1921-1941

By at2299
  • Emergency Quota Act of 1921

    Emergency Quota Act of 1921
    The Emergency Quota Act was signed into law by President Warden in May 19, 1921. It restricted the number of immigrants to 357,000 per year, and also set down an immigration quota by which only 3 per cent of the total population of any ethnic group already in the USA in 1910, could be admitted to America after 1921.
  • Occupation of Ruhr

    Occupation of Ruhr
    The Occupation of the Ruhr (Ruhrbesetzung) was a period of military occupation of the German Ruhr valley by France and Belgium between 11 January 1923 and 25 August 1925. The occupation was a response to the German Weimar Republic widely and regularly defaulting on reparation payments in the early 1920s. The total reparation sum of £6.6 billion had been dictated by the victorious powers in the Treaty of Versailles.
  • First transatlantic flight

    First transatlantic flight
    Charles A. Lindbergh completed the first solo, nonstop transatlantic flight in history, flying his Spirit of St. Louis from Long Island, New York, to Paris, France in 33 hours and 30 minutes
  • Black Tuesday

    Black Tuesday
    Black Tuesday was the fourth and last day of the stock market crash of 1929. It took place on October 29, 1929. Investors traded a record 16.4 million shares.During the four days of the crash, the Dow Jones Industrial Average dropped 25 percent and investors lost $30 billion.

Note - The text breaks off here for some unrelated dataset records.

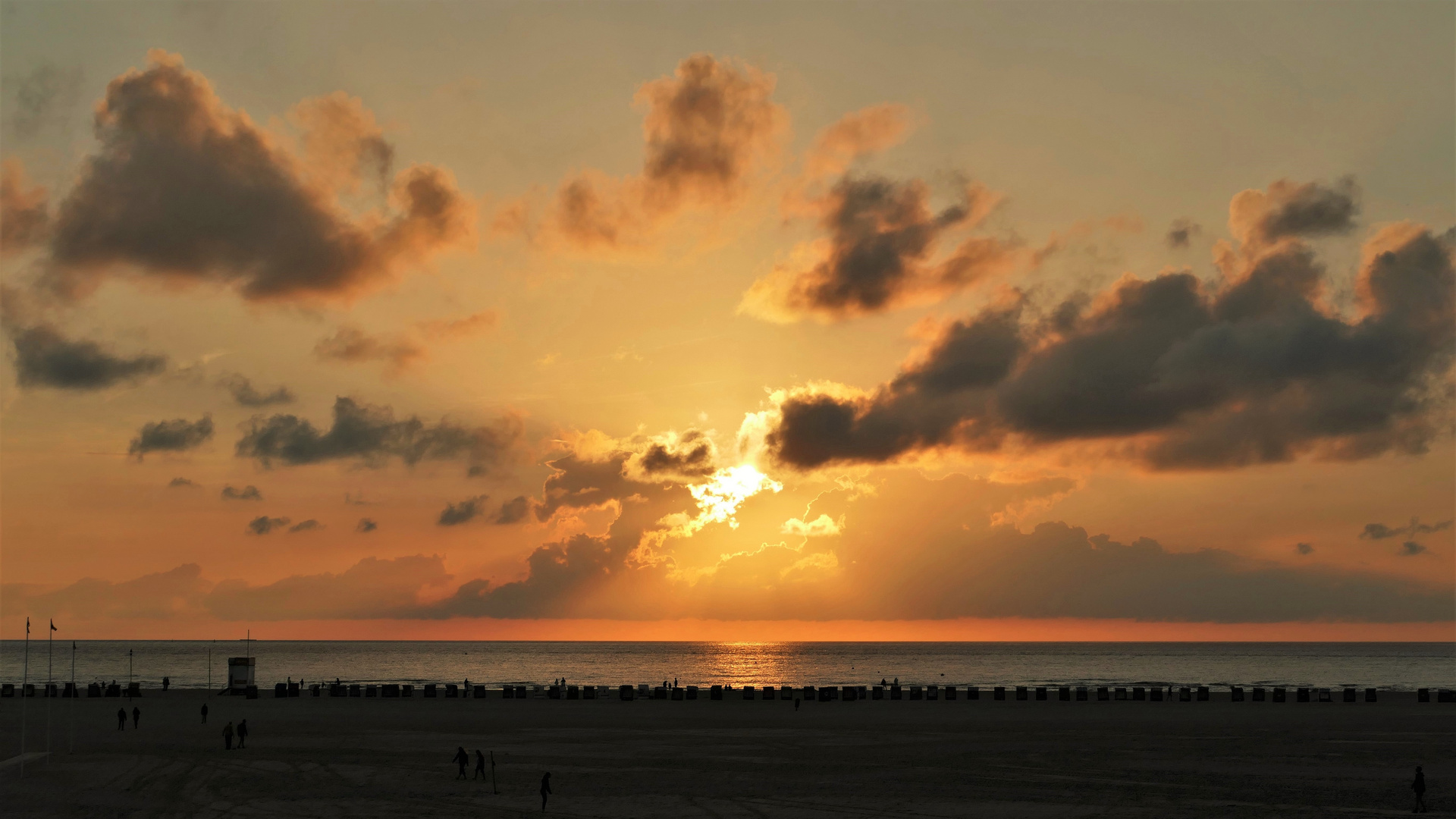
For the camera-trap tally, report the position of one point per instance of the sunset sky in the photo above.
(734, 321)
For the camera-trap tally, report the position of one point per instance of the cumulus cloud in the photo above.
(821, 526)
(264, 525)
(1181, 232)
(42, 96)
(372, 435)
(707, 130)
(46, 357)
(246, 493)
(513, 510)
(177, 435)
(25, 212)
(188, 190)
(456, 513)
(1174, 372)
(353, 346)
(884, 246)
(1381, 531)
(246, 395)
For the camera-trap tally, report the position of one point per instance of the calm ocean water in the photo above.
(1383, 665)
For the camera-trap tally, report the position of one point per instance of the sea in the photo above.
(204, 664)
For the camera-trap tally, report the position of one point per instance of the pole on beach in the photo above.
(74, 694)
(50, 676)
(25, 679)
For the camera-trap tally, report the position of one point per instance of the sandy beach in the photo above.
(344, 757)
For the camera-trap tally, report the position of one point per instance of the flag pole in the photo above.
(50, 678)
(25, 679)
(74, 694)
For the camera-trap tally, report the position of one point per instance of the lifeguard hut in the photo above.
(240, 673)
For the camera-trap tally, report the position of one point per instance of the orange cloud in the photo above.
(190, 190)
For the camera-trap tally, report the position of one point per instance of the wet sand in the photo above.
(344, 757)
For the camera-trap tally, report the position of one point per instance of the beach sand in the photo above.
(346, 757)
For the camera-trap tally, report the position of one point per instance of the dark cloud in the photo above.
(884, 248)
(1381, 531)
(1181, 232)
(370, 589)
(177, 435)
(25, 213)
(513, 510)
(456, 513)
(1181, 375)
(707, 130)
(1291, 209)
(42, 98)
(246, 395)
(185, 188)
(44, 357)
(373, 436)
(354, 346)
(689, 455)
(246, 493)
(262, 525)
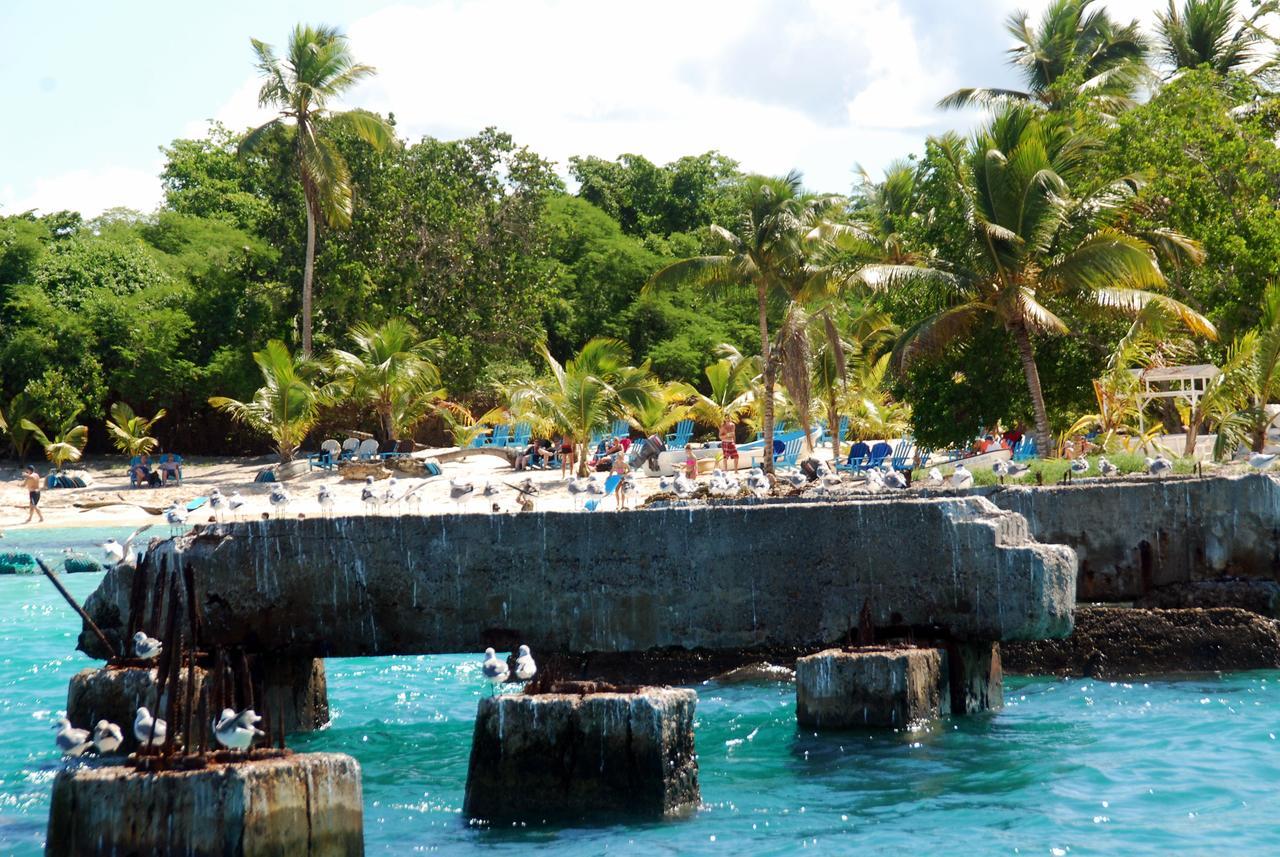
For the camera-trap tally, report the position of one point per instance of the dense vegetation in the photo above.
(1127, 196)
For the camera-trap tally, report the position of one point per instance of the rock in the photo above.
(885, 686)
(1257, 596)
(721, 578)
(584, 756)
(304, 803)
(1120, 642)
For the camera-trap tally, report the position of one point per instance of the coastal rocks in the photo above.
(305, 803)
(574, 755)
(871, 687)
(1120, 642)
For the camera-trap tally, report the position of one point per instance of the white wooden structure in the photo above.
(1173, 383)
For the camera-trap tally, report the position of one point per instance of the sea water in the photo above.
(1066, 768)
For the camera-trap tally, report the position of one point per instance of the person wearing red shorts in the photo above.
(728, 443)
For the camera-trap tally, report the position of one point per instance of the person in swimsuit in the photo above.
(31, 481)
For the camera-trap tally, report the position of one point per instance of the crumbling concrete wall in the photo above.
(718, 577)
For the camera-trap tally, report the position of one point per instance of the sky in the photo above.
(95, 90)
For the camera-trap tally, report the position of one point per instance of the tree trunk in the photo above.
(309, 271)
(767, 360)
(1024, 349)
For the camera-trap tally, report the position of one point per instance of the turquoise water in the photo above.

That was 10 times more than the 1929 federal budget. It was more than the United States spent on World War I.
  • Bonus army protest

    Bonus army protest
    Bonus Army was a gathering of 12,000 to 15,000 World War I veterans who along with their wives and children, converged on Washington, D.C., in 1932. They demanding immediate bonus payment for wartime services to alleviate the economic hardship of the Great Depression. Several riots broke out and shots were fired, two veterans were wounded and later died. President Herbert Hoover then ordered the Army to clear the marchers' campsite.
  • FDR “court packing plan”

    FDR “court packing plan”
    FDR unveils 'court-packing' plan, In the afterglow of his landslide reelection victory in 1936, President Franklin D. Roosevelt unveiled a court-packing plan that would have added up to five justices to the Supreme Court with the approval of the Democratic-controlled Congress.
  • Invasion of Poland

    Invasion of Poland
    German troops invaded Poland on September 1, 1939, triggering World War II. In response to German aggression, Great Britain and France declared war on Nazi Germany.
  • FDR wins 3rd term

    FDR wins 3rd term
    Franklin D. Roosevelt, the Democratic two-term incumbent president, was reelected for an unprecedented third term. FDR won 54.7 percent of the popular vote and 449 electoral votes, a landslide by any reasonable measure but still less of one than the huge totals he had amassed in 1932 and 1936 during the Great Depression.
  • Attack on Pearl Harbor

    Attack on Pearl Harbor
    U.S base Pearl Harbor came under attack from the japanese and suffered heavy casualties.The surprise attack came as a profound shock to the American people and led directly to the U.S entry into World War II in both the Pacific and European theaters. The following day, December 8, the United States declared war on Japan and three days later, on December 11, Germany and Italy each declared war on the U.S. The U.S. responded with a declaration of war against Germany and Italy.